Justice :

Seychelles : poursuivi pour meurtre, le Français Thomas Debatisse fixé sur son sort ce jeudi


Publié / Actualisé
Le verdict dans le meurtre de la Française Emmanuelle Badibanga sera connu ce jeudi 14 avril 2022 Son compagnon Thomas Debatisse, un street artiste du sud de la Métropole, est accusé du meurtre. S'il est reconnu coupable, il purgera une peine de prison à vie (Photo : Seychelles news agency)
Le verdict dans le meurtre de la Française Emmanuelle Badibanga sera connu ce jeudi 14 avril 2022 Son compagnon Thomas Debatisse, un street artiste du sud de la Métropole, est accusé du meurtre. S'il est reconnu coupable, il purgera une peine de prison à vie (Photo : Seychelles news agency)
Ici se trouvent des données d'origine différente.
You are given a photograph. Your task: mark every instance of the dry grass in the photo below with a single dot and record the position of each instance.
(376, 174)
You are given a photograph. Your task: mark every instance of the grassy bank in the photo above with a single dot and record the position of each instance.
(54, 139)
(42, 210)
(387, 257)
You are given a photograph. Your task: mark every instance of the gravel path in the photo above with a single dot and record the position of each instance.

Les faits remontent au 27 avril 2021, Thomas Debatisse découvre le corps sans vie de sa petite amie, dans sa chambre de l’hôtel du Club Med de Ste-Anne. La police seychelloise pense au début qu’il s’agit d’un suicide par pendaison, mais très vite elle change de scénario et privilégie un étranglement.

Mardii, l’avocat de la défense Bazil Hoareau a plaidé devant les 9 membres du jury. Il a remis en cause les compétences du médecin légiste qui a pratiqué l’autopsie du corps et ses compétences professionnelles. "Il n’a pas fait d’analyses scientifiques, il a fait que des analyses à vue d’œil et comme un scientifique, on sait que l’on doit faire des analyses scientifiques pour avoir la vérité"a dit l'avocat. "Son rapport est négligent … la contre-expertise qui a été effectuée en France conclue a une pendaison"a-t-t-il ajouté

Mais ce rapport réalisé en France est cependant remis en cause par l’accusation qui souligne que l’état de décomposition du corps après
plusieurs semaines ne permet pas d’avoir une autopsie fiable des causes du décès.
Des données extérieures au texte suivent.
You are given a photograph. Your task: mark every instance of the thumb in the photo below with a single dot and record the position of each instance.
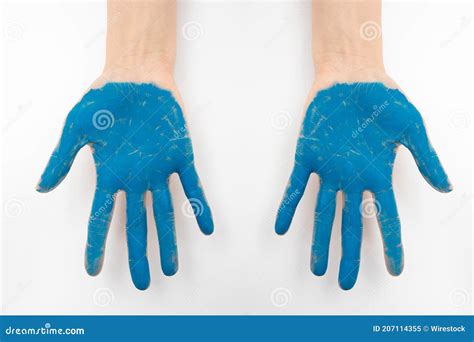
(63, 156)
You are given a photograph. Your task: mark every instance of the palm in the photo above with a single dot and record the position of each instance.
(349, 138)
(139, 138)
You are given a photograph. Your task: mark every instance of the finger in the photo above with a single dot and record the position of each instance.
(324, 217)
(99, 223)
(195, 194)
(137, 240)
(351, 240)
(294, 191)
(164, 218)
(416, 140)
(62, 158)
(389, 224)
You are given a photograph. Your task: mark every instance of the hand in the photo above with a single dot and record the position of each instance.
(138, 138)
(350, 137)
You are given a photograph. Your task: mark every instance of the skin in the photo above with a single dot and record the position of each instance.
(132, 119)
(357, 117)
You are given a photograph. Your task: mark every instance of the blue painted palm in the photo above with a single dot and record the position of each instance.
(139, 138)
(350, 137)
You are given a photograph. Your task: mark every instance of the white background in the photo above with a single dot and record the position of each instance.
(250, 64)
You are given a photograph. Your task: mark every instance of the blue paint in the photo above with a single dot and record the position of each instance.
(350, 137)
(138, 137)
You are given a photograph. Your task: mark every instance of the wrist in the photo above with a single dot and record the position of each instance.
(141, 38)
(347, 37)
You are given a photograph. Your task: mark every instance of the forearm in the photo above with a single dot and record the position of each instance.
(347, 36)
(141, 38)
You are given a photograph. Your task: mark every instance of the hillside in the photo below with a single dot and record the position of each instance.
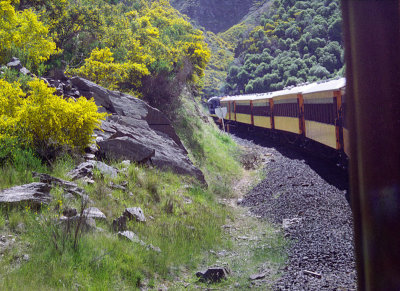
(215, 16)
(274, 45)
Pour l’accusation, il s’agit d’un meurtre par étranglement. Ce vendredi dernier, l’accusation avait mis en avant qu’Emmanuelle Badibanga est morte étranglée, et qu’elle ne s’est pas pendue. "Le médecin légiste qui s’est rendu sur les lieux de l’accident est formel, il est impossible de se pendre avec le foulard qui a été retrouvé autour du cou de la victime" a souoign" le procureur Hemanth Kumar.

"Les experts français et mauriciens qui ont été interrogés, ont déclaré qu’il était impossible que la victime se soit pendue avec le foulard
retrouvé sur Emmanuelle Badibanga" a notamment déclaré Hemanth Kumar.
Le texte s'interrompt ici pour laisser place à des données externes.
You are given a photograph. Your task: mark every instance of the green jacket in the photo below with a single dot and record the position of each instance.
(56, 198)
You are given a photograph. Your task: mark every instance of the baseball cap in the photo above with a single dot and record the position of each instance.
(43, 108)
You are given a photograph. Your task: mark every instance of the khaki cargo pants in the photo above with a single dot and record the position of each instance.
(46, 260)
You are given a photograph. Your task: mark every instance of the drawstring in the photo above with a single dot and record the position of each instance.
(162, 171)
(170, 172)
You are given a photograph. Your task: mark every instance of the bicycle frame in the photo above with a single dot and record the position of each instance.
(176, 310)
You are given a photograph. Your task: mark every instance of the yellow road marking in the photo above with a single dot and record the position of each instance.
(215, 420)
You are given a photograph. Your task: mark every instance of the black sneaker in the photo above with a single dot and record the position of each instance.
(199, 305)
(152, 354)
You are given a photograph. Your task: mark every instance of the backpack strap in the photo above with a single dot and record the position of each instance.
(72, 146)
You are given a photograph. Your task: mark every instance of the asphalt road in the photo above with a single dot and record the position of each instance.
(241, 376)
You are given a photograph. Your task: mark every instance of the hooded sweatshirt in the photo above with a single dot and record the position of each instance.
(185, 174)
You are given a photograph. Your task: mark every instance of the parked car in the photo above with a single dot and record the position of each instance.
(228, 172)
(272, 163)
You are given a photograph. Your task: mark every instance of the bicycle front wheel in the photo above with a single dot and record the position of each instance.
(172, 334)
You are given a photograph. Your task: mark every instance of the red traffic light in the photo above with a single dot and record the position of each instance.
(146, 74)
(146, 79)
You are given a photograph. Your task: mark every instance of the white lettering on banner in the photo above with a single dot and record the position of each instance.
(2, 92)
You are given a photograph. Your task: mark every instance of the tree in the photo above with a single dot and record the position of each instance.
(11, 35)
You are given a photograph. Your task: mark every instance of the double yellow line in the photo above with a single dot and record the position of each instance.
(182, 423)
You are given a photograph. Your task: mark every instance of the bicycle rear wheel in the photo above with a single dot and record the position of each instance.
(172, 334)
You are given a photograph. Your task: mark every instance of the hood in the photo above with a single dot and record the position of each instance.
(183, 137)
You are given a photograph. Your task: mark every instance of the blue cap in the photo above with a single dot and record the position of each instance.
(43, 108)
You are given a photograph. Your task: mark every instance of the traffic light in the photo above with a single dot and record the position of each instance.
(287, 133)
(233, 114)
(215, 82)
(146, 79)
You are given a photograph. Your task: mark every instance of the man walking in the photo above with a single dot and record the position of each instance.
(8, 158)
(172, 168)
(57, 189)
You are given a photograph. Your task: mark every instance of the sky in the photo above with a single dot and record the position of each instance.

Ce jeudi, le juge Melchior Vidot va à son tour faire une synthèse des différents faits, en lisant son rapport de 120 pages. Une fois terminée, les membres du jury vont se retirer, et auront la tâche de déterminer si Thomas Debatisse est coupable ou non.

D’après la justice seychelloise, si Thomas Debatisse est reconnu coupable du meurtre d’ Emmanuelle Badibanga , il encourt la prison à vie.
Il devra purger sa peine de prison aux Seychelles, car il n’existe pas d’accord d’extradition de prisonniers entre la France et les Seychelles.

Dans la salle se trouvent la mère de Thomas Debatisse et la sœur d’ Emmanuelle Badibanga attendent l’annonce du verdict de ce procès, considéré comme étant le plus long pour une affaire criminelle ayant eu lieu aux Seychelles.

rs aux Seychelles pour www.ipreunion.com / [email protected]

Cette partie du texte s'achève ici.